To fully appreciate how silly the presidential campaign has become, envision a robot doing the job of a displaced American worker instead of the low-wage laborer abroad whom Mitt Romney is accused of employing. The American who loses his job to someone in India or Thailand is out of a job; the American who loses his job to a robot is likewise out of a job — yet, unless I have missed it, no one has made a political issue out of replacing workers with robots, as is being done all over America. Robots, for some reason, are good Americans.

Let there be no doubt (at least in my mind) that if Romney did not approve offshoring jobs in companies controlled by his Bain Capital, he certainly would have. His job — his raison d’être, his very heart and soul — was to make money for his investors and himself. He didn’t care about a particular company. He only wanted to buy it, wring the profit out of it, and sell it. He was not in the business of creating jobs. He was in the business of creating wealth.
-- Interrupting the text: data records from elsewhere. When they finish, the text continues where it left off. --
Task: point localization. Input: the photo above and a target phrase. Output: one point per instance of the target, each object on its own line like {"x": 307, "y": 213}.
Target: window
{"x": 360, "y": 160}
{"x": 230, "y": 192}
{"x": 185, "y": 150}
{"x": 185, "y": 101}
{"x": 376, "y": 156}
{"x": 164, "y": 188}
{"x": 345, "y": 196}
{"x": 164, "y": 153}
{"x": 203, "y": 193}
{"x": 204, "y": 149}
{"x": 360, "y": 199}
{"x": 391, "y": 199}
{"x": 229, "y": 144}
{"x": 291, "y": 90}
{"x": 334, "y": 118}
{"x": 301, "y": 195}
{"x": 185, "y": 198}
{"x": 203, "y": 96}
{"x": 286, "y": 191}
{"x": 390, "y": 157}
Mitt Romney doesn’t have any idea of how to create jobs. Neither does Barack Obama. The president has been at it for almost four years now and while the numbers have gone up, they have done so anemically. Manufacturing — all those men and women in overalls turning out the planes and tanks that won World War II in the good old Arsenal of Democracy days — has gone from more than 25 percent of economic activity to about 12 percent in the last 45 years. My Washington Post colleague Zachary A. Goldfarb reports that most of the manufacturing jobs lost in the recent recession have not come back. The jobs are gone; only the workers remain.

Products or services that can be produced more cheaply abroad will be outsourced. This is a rule. Products that can be produced by robots will be produced by robots. This, too, is a rule. What is not a rule is that the debate about this has to be conducted on a schoolyard level about when, exactly, Romney was running Bain. It hardly matters who was running Bain when some steelworkers were fired and their jobs sent across the great ocean. If Romney was really in charge, he was doing what he was being paid to do. If Romney was not in charge, others did what he would have done — and he, the record shows, did not complain. He merely deposited the checks. (This is similar to the way Romney conducted his primary campaign, taking no responsibility for what his surrogates were saying.)

In a sense, Romney deserves the Swift-boating he’s now getting from the Obama campaign and the president himself. He has repeatedly cited his business experience as making him almost unbearably qualified for the presidency when, as history shows, no businessman has made a great or even decent president. The truth is that Romney is the ugly face of the free enterprise system. Job creation is a byproduct of wealth creation. When Romney said he liked “being able to fire people,” he was not confessing to sadism, just to efficiency. To the fired workers, it must have felt the same.

The nation has the jitters. An awful lot of sound and knowledgeable people fear an economic calamity, a movement by the financial markets to impose financial probity. Europe and the euro teeter, China’s economy is slowing (and its politics is corrupt, opaque and repressive) and the United States cannot fashion a deal to raise revenues and cut spending. The lack of political leadership has gone from appalling to frightening.

In the meantime, our great and protracted political debate is concerned with when Romney ran Bain and this matter of outsourcing. The underlying reason for the loss of jobs and for outsourcing is hardly ever mentioned — an education system that ill prepares young people for the job market. We turn out unskilled people who can’t work as cheaply as someone in India or as skillfully as some robot. Worse yet, we extol a culture that denigrates hard work and study, and insists, as virtually the entire Republican Party does, that somehow the font of all education wisdom is the local school board. It always knows best.

The nanny-nanny-boo-boo quality of this presidential campaign is disheartening. It implies that both candidates hold the voter in contempt and it ominously suggests further that the smarmy dishonesty of the stump will seep into the Oval Office itself. I have an idea for this campaign: Offshore it. We deserve better.